The fact is that if this application is executed in yarn-cluster mode, it waited infinetly for the Kerberos password, so I decided to include some necessary files into the spark-submit call:
spark-submit --verbose --master yarn-cluster
--files gss-jaas.conf,configuration.properties
--principal myPrincipal --keytab myKeytab
--name "app" --conf spark.executor.cores=2
--conf spark.executor.memory=8G --conf spark.executor.instances=3
--conf spark.driver.memory=256M
--class myClass output.jar queriesConfig.json configuration.properties
And modifed the Java code to perform a system call to kinit prior to the kerberos login, in order to obtain an automatic access, as when the application was executed in local mode. However, I had no luck using the following code:
System.setProperty("java.security.auth.login.config", prop.getProperty("jdbc.kerberos.jaas"));
System.setProperty("sun.security.jgss.debug", "true");
System.setProperty("sun.security.krb5.debug", "true");
System.setProperty("javax.security.auth.useSubjectCredsOnly", "true");
System.setProperty("java.security.debug", "gssloginconfig,configfile,configparser,logincontext");
System.setProperty("java.security.krb5.conf", prop.getProperty("kerberos.conf"));
if (prop.getProperty("ssl.enabled") != null && "true".equals(prop.getProperty("ssl.enabled"))) {
System.setProperty("javax.net.ssl.trustStore", prop.getProperty("trustStore.path"));
System.setProperty("javax.net.ssl.trustStorePassword", prop.getProperty("trustStore.password"));
}
StringBuffer output = new StringBuffer();
Process p;
try {
final String command = "kinit -k -t myKeytab myUser";
p = Runtime.getRuntime().exec(command);
p.waitFor();
BufferedReader reader = new BufferedReader(new InputStreamReader(p.getInputStream()));
String line = "";
while ((line = reader.readLine())!= null) {
output.append(line + "\n");
}
lc = new LoginContext(JDBC_DRIVER_JAAS, new TextCallbackHandler());
if (lc != null) {
lc.login();
}
} catch (LoginException le) {
LOGGER.error("LoginException . " + le.getMessage(), le);
} catch (SecurityException se) {
LOGGER.error("SecurityException . " + se.getMessage(), se);
} catch (Exception e) {
LOGGER.error("EXCEPTION !!! " + e.getMessage(), e);
}
Obtaining the following error:
ERROR hive.JDBCHandler: Cannot create LoginContext.
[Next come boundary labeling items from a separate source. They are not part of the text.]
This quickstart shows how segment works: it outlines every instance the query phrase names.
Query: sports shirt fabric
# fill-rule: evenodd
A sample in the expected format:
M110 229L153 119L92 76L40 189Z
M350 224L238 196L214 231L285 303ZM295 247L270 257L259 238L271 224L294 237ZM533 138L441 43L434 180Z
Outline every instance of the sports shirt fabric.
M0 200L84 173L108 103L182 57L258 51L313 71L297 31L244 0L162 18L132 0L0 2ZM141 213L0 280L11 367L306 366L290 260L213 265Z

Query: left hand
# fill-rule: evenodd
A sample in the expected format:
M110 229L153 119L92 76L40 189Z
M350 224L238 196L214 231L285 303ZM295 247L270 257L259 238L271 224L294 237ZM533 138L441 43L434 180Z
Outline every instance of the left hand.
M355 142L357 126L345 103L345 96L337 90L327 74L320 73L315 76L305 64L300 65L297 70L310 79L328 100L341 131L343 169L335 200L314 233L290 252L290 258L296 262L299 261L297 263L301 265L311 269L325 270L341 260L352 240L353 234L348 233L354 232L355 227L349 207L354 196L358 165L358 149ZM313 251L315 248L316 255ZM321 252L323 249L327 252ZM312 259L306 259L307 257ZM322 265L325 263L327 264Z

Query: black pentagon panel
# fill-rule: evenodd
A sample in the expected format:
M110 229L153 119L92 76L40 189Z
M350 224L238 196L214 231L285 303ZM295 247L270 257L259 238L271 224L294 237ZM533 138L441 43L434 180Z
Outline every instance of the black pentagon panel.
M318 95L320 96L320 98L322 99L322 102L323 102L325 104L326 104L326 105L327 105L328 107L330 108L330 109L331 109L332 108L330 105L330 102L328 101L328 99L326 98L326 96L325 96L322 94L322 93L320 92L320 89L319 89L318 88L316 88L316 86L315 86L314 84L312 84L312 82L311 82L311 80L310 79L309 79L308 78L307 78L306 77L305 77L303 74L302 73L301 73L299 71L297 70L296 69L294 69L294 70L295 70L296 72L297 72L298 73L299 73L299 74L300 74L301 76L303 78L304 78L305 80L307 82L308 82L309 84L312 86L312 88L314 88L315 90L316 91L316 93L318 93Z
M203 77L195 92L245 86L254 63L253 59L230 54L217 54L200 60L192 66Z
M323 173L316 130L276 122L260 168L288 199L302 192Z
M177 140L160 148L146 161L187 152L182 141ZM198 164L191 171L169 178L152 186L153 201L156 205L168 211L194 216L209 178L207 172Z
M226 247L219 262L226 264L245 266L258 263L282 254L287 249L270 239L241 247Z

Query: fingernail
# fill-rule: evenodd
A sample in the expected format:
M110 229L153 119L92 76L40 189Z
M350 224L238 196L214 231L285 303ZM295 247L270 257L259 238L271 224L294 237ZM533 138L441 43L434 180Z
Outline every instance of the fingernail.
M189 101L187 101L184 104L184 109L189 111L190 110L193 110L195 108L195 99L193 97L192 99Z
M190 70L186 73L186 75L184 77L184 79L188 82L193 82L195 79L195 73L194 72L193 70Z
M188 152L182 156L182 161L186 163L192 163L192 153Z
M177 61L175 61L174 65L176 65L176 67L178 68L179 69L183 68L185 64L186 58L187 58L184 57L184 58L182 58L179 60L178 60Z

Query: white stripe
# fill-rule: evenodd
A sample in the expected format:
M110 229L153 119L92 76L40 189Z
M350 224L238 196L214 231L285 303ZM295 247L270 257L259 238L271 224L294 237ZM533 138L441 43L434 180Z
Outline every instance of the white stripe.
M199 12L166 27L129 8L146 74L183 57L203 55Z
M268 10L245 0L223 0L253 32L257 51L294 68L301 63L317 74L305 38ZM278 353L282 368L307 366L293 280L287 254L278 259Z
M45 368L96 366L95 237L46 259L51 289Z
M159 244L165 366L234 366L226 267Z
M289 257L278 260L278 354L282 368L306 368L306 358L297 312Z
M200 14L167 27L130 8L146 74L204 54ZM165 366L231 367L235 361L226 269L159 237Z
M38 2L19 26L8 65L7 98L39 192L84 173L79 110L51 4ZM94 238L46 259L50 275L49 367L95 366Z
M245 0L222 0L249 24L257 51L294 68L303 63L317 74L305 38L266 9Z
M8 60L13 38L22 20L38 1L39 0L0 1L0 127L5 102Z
Integrity check on decrypted field failed (31) - PREAUTH_FAILED
javax.security.auth.login.LoginException: Integrity check on decrypted field failed (31) - PREAUTH_FAILED
at com.sun.security.auth.module.Krb5LoginModule.attemptAuthentication(Krb5LoginModule.java:804)
at com.sun.security.auth.module.Krb5LoginModule.login(Krb5LoginModule.java:617)
Which alternatives do I have, considering the queries should be in Impala syntax? Is it possible to login kerberos when the application is executed in yarn-cluster mode?